There are few things harder than trying to run your own business — even if the idea behind it is so good that it wins the Miami Herald Business Plan Challenge.
Which is why only about half of the companies that have won over the past two decades appear to be active in 2018.
Most that failed to make it share a common feature: They won before 2008, the year of the global financial meltdown.
A typical example is FlowerGarage.com, which won the Challenge in 2000. A concept created by brothers Alex and Tony Muñoz-Suárez to link growers with retailers, the company had already raised nearly $2 million in venture funding by the time they were declared Challenge winners in 2000.
Along the way, the brothers changed the name of the company to Seedra. And that’s where the trail runs cold — neither FlowerGarage.com nor Seedra.com appear to be up and running, and neither brother could be reached for comment.
Cameron Gunn, who founded hurricane-resistant window company Shield Technology Group, was declared a co-winner in 2002. By 2008, Gunn said his company had $1 million in annual revenues.

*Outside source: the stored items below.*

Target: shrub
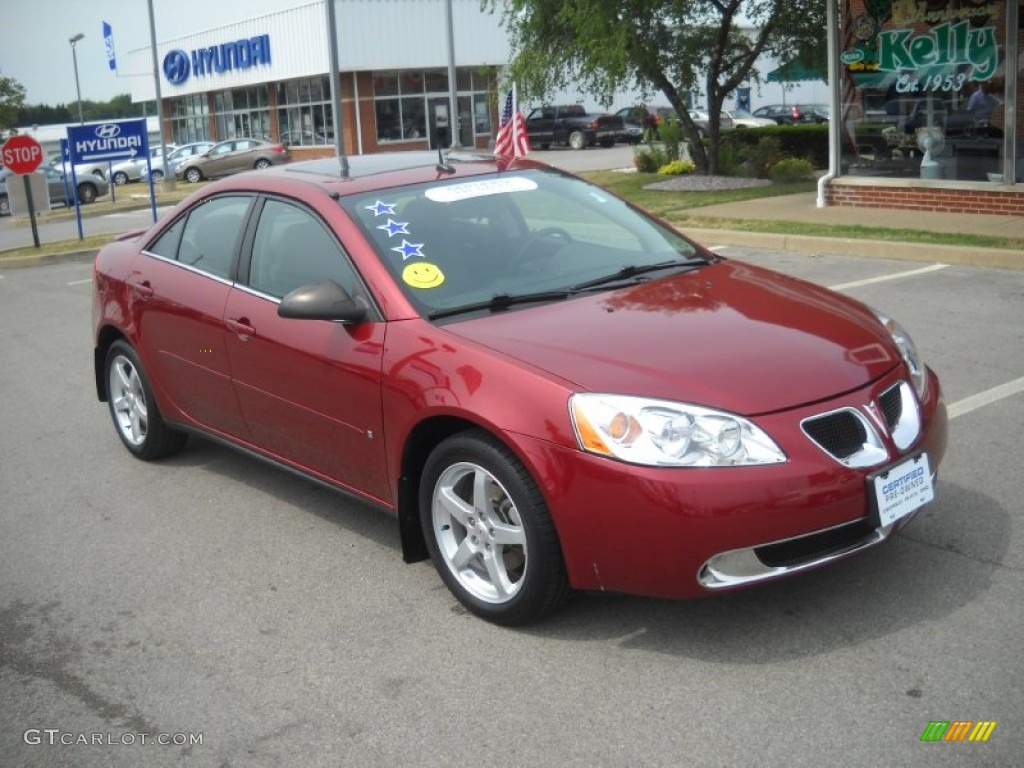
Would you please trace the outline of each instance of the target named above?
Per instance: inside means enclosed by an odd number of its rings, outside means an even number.
[[[686,173],[693,173],[697,166],[689,160],[670,160],[658,169],[660,176],[682,176]]]
[[[662,144],[665,146],[665,157],[669,162],[679,159],[679,143],[683,140],[683,127],[678,120],[662,120],[658,126]]]
[[[745,172],[740,146],[736,142],[723,141],[718,146],[718,172],[723,176],[742,176]]]
[[[633,153],[633,165],[640,173],[655,173],[667,162],[665,150],[655,144]]]
[[[806,157],[814,168],[828,167],[828,125],[775,125],[740,128],[722,133],[721,146],[740,148],[756,145],[766,136],[779,140],[782,157]]]
[[[762,136],[757,144],[748,144],[740,150],[747,173],[767,179],[772,166],[782,159],[782,146],[775,136]]]
[[[792,184],[808,181],[814,172],[811,164],[802,157],[788,157],[772,166],[772,181],[776,184]],[[660,171],[659,171],[660,173]]]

Today, Gunn serves as a vice president for US Methanol LLC, according to his LinkedIn page. He could not be reached for comment.
Other past winners that appear to have been knocked out include ProTop, the 2003 winner that the Herald described as a biodegradable successor to the Post-It Note; Boobaloo, the 2004 winner that sought to put brightly colored children’s shopping carts into malls; and Dish Rags, a dish satellite covering tech firm that won in 2006.
The apparent survivor-winners from before 2008 also seem to have a commonality: They are in science and medicine, fields largely immune from market gyrations. Peter Sayet, founder of 2002 winner Precision Medical Devices, said his urology incontinence relief device has been successfully tested in animals and is almost set for human trials. Naphtali Rishe, an FIU computer science professor, declined to comment on the status of his TerraFly project, which was a 2002 co-winner. But the TerraFly.com website is still up and running.